Gesundheitsamt verzeichnet weder schwere Infektionen noch Medikamenten-Engpässe
Erstmals keine neuen Fälle im Kreis

Kreis Coesfeld. Eine erfreuliche Nachricht des Kreisgesundheitsamts zeugt davon, dass die ergriffenen Vorsichtsmaßnahmen offenbar Wirkung zeigen: Erstmals sind am Dienstag bis Redaktionsschluss keine neuen Coronavirus-Infektionen hinzugekommen. Damit bleibt es im Kreisgebiet bei den 21 bereits bestätigten Fällen. „Und“, betonte Dr. Heinrich Völker-Feldmann eine weitere gute Nachricht, „alle Fälle sind relativ harmlos verlaufen. Wir haben zurzeit keine schweren Erkrankungen, was nicht zu erwarten war.“ Der Leiter des Gesundheitsamts hatte dem Gesundheitsausschuss am Montagabend von der aktuellen Situation berichtet.

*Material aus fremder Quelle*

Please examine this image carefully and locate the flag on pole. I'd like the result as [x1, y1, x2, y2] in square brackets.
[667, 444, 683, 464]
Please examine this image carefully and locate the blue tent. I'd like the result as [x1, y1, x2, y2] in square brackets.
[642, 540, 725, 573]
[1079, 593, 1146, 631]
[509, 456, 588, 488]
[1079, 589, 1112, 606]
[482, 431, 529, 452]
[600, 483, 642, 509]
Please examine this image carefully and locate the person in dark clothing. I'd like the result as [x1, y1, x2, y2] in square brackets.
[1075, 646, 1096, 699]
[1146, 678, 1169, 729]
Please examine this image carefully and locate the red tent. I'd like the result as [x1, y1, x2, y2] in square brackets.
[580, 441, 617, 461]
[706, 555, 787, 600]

Dienstag, 10.03.2020, 18:40 Uhr
Maßnahmen wie das regelmäßige Händewaschen und -desinfizieren zeigen offenbar Wirkung: Am Dienstag gab es im Kreis Coesfeld keine neuen bestätigten Infektionen mit dem Coronavirus. Foto: dpa

Wichtig sei ein gutes Zusammenspiel der drei Hauptbeteiligten – den Krankenhäusern, der ambulanten Behandlung durch Hausärzte und dem Gesundheitsamt. Die Ermittlung von Kontaktpersonen bereite dem Gesundheitsamt Schwierigkeiten und auch die Tatsache, den Menschen zu verdeutlichen, was eine häusliche Quarantäne bedeute. Denn diese stelle die Betroffenen vor viele Probleme. Sei es, dass sich Eltern Urlaub nehmen müssen, wenn sie selbst noch nicht erkrankt sind, aber ihr Kind vorsorglich in Quarantäne kommt oder „Sie haben einen Hund. Der muss raus. Aber die Person darf nicht raus“, nennt Völker-Feldmann ein weiteres Dilemma.

Probleme bereite dem Gesundheitsamt auch die Zusammenarbeit mit den niedergelassenen Ärzten. „Die weigern sich, Patienten anzunehmen. Aber testen ist nicht unsere Aufgabe“, betont Völker-Feldmann. Zudem sei ein Test nur eine Momentaufnahme. „Der Test kann negativ sein und am nächsten Tag sind Sie krank.“ Ein Irrglaube sei deshalb auch, „dass Betroffene meinen, wenn der Test negativ ist, kämen sie aus der Quarantäne raus“.

Auf sechs Leitungen aufgestockt habe das Gesundheitsamt mittlerweile die Telefonhotline zum Coronavirus. „Und die sind auch relativ stark ausgelastet“, so Völker-Feldmann.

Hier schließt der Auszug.